I have worked out the proof for this question but wanted to check if my intuition also holds here. Please see below for the brief proof and then my proposed explanation:
For a continuous random variable, $X$, with cdf, $F(x)$, then if we define a continuous random variable
$ U = F(X)$, then $U \thicksim U(0,1)$
For the proof, we need to show that $P(U \le u) = u$
$F(U) = P(U \le u)\\ = P(F(X) \le u)\\ = P\big(F^{-1}\left(F(X)\right) \le F^{-1}(u)\big)\\ = P\big(F^{-1}(U) \le F^{-1}(u) \big)\\ = F\big( F^{-1}(U)\big)\\ = u $
My question relates to whether this argument holds and I would appreciate if someone could explain if it doesnt:
$U \thicksim (0,1)$ and since (i) $u \in [0,1]$ and (ii) $F(U)$ is monotonic increasing, then $F(U) = P(U \le u) = u$
I am sure this probably isn't correct but would really appreciate if someone could point out where this does not hold as I rationalised this before solving the actual equation, so feel it was a more intuitive understanding.
Thanks a lot!
IF $F$ is strictly monotone increasing, the argument of the OP is correct.
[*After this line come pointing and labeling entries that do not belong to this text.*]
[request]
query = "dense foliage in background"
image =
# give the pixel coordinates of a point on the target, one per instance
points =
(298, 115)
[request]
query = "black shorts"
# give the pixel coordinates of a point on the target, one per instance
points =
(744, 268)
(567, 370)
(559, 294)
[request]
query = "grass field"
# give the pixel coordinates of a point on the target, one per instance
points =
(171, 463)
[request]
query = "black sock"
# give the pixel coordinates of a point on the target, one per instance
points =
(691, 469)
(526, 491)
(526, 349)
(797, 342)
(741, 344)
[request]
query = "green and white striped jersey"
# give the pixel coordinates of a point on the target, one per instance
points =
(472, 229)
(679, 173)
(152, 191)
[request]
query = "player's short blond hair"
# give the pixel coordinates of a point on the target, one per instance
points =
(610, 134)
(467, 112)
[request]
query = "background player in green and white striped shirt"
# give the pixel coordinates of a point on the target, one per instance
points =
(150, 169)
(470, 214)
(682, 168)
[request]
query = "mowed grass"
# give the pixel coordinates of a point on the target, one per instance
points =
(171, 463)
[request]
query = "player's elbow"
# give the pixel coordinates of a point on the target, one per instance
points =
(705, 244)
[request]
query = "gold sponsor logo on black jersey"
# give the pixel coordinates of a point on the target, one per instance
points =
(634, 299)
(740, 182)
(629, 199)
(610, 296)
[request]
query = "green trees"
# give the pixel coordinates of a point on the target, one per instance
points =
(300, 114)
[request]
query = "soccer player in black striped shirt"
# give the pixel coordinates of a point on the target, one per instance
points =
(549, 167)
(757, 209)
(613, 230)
If not, then we have to consider the alternative to $F^{-1}$. This can be achieved by using the quantile function of $X$. $$ Q(t)=\inf\{x\in\mathbb{R}: F(x)\geq t\}\quad\text{where}\quad 0<t<1$$
It can be proven that $$ F(x)\geq t\qquad\text{if and only if}\qquad Q(t)\leq x$$ This equivalency implies that $F(Q(t))\geq t$ in general. However, if and that $F$ is continuous at $Q(t)$, then for any $s<Q(t)$, $F(s)<t$. Taking limit as $s\nearrow Q(t)$ gives $F(Q(t))=t$.
Since $F$ is continuous by assumption, $F(x)=\lim\limits_{y\nearrow x}F(y)=F(x-)$ for all $x\in\mathbb{R}$. Therefore, if $U=F(X)$ $$\begin{align} P[U<u]=P[F(X)<u]=P[X<Q(u)]=F(Q(u))=u \end{align}$$ This is enough to conclude that $U$ is uniform distributed over $(0,1)$.